Эстетика характера и поступка
Смысл основного внутреннего порыва, определяющего поведение героя и всю архитектонику поступка, – восстановление утраченного богоподобия. Эта центральная интенция поведения может осуществляться как позитивно, на путях монашеского жития (оптинские старцы), так и негативно (апофатически). Неважно, осознается эта установка самим героем или нет, – этой интенцией мотивируются самые немыслимые жесты и вся внешняя их нелепость. Отсюда же влечение к страданию, к унижению и самоуничтожению, юродство смирения, слабость сердца и премирная кротость глаз опущенных – вся бытовая кенотика людей, оскорбленных жизнью и ее нестроением. В мире агрессивной деловитости поза стоического предстояния Судьбе охотно приемлется как поза безвольной покорности "обстоятельствам" и "превратностям моря житейского". Заступничество Раскольникова за ложно обвиненную Лужиным Сонечку выглядит для глаз обывателя как неуместная робингудовская эскапада: Соне "идет" страдание, ей "к лицу" неправедное претерпевание за чужой грех, она вся облечена и внутреннее освящена личной святостью бесспорно мученического жития.
Из всех униженных и оскорбленных в этом мире она одна – подлинная наследница спасения, чего не скажешь даже о князе Мышкине, сплошь и всерьез виновном, и виновном трагически – во всей криминальной фабуле "Идиота". Полнота спасения взыскуется в глубине страдания.
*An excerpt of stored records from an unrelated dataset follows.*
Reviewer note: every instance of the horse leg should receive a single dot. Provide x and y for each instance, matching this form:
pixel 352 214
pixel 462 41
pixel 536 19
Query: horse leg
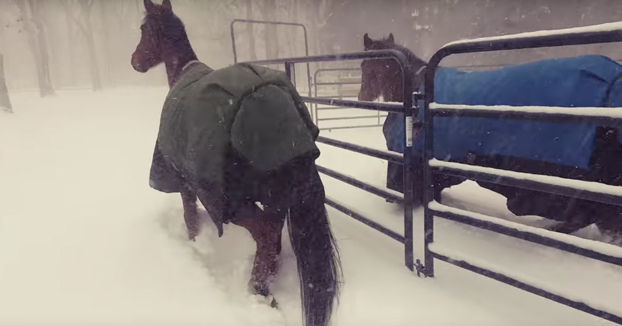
pixel 191 213
pixel 266 231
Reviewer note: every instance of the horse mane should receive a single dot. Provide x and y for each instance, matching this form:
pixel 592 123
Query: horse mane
pixel 173 30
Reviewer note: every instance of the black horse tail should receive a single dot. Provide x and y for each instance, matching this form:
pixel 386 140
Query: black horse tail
pixel 317 255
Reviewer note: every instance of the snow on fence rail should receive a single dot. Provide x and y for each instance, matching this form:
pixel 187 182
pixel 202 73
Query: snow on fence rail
pixel 604 33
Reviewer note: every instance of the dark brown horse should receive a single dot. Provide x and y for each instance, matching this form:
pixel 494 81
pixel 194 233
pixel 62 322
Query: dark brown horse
pixel 384 77
pixel 294 192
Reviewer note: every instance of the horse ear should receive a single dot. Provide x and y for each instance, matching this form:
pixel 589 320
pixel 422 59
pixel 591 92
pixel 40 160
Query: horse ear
pixel 367 41
pixel 391 39
pixel 149 6
pixel 166 4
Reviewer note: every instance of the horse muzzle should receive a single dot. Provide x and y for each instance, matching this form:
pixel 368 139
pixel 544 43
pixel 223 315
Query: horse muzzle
pixel 137 65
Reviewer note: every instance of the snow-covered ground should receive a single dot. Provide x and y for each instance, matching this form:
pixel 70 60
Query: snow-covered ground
pixel 85 241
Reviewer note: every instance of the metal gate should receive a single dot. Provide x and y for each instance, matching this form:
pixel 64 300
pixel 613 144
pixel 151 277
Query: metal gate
pixel 264 22
pixel 405 160
pixel 553 185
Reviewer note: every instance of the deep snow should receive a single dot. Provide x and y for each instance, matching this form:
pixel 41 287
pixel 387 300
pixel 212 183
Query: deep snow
pixel 85 241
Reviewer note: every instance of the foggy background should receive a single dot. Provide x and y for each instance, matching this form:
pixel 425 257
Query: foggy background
pixel 58 44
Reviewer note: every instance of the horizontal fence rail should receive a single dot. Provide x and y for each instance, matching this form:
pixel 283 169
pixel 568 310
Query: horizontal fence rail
pixel 341 93
pixel 407 159
pixel 591 191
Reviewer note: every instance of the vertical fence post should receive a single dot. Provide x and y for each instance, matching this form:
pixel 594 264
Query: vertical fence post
pixel 408 168
pixel 428 176
pixel 288 70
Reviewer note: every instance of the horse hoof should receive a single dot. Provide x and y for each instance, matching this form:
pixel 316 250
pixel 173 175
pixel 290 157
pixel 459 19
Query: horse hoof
pixel 274 304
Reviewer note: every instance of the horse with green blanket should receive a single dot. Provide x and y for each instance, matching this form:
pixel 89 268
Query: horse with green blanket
pixel 242 141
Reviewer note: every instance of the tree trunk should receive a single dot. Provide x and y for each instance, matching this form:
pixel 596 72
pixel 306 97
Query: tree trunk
pixel 271 36
pixel 94 62
pixel 5 101
pixel 250 31
pixel 38 44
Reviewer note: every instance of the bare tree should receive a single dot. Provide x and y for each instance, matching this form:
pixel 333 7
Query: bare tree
pixel 33 24
pixel 250 30
pixel 271 36
pixel 5 100
pixel 79 11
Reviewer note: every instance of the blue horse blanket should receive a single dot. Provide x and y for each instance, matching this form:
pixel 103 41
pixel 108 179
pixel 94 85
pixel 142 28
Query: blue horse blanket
pixel 585 81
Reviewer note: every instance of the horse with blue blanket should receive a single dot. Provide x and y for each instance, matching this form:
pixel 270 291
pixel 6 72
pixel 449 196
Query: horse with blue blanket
pixel 240 139
pixel 581 151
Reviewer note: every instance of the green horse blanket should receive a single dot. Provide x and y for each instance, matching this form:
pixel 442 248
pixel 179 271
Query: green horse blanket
pixel 222 132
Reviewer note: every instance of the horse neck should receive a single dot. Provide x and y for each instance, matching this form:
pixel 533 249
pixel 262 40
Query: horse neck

Своим умным сердцем Сонечка лучше всех умников и подпольных мыслителей Достоевского знает безнадежность попыток адекватного самоопределения "я": лишь ценой кардинального отрешения блудного тела от цельного духа дано человеку сознание себя как Божьей твари, предназначенной к искуплению и спасению, ибо сказано Апостолом: "Не знаете ли, что тела ваши суть храм живущего в вас Святаго Духа, Которого вы имеете от Бога, и вы не свои?" (1 Кор 6, 19).
Сонечка понадобилась Достоевскому не для разоблачения "низких сторон петербургской действительности", а для неоспоримой святости свидетельства. Когда ее глазами даются сценарии романного мира "Преступления и наказания", они предстают в этической адекватности своей событийности. Только в черновиках автор позволяет себе этическую оценку характера и поступка; в текстах канонических он передоверяет эту роль рассказчику, хроникеру-летописцу или читателю. Простое ее молчаливое присутствие (заметим, как мало она говорит в мире иных, неустанно говорящих) существенно определяет качество того пространства, которое она носит с собой. Это ангельское пространство, пронизанное благодатными эманациями Святого Духа. Это пространство терапевтического катарсиса, покаяния и доверия беспредельному Божьему милосердию. Органическая неспособность Сонечки сказать неправду, полная непроявленность личной воли, готовность к жертве, безошибочное чутье доброго и злого – все эти свойства ее чуть ли не избыточной праведности в сумме своей есть атрибуты ангельского существа и суть самой ангеличности. Сонечка как Божья тварь неопределима в терминах исторической, т. е. дольней, антропологии: не назовешь ее ни девушкой, ни женщиной, ни даже ребенком. Назвать ее именем той социальной роли, что выпала на ее долю, язык не повернется. Сказать: "дочь своих родителей" – значит ничего не сказать. Точнее будет: сестра людей, а еще точнее – ангел.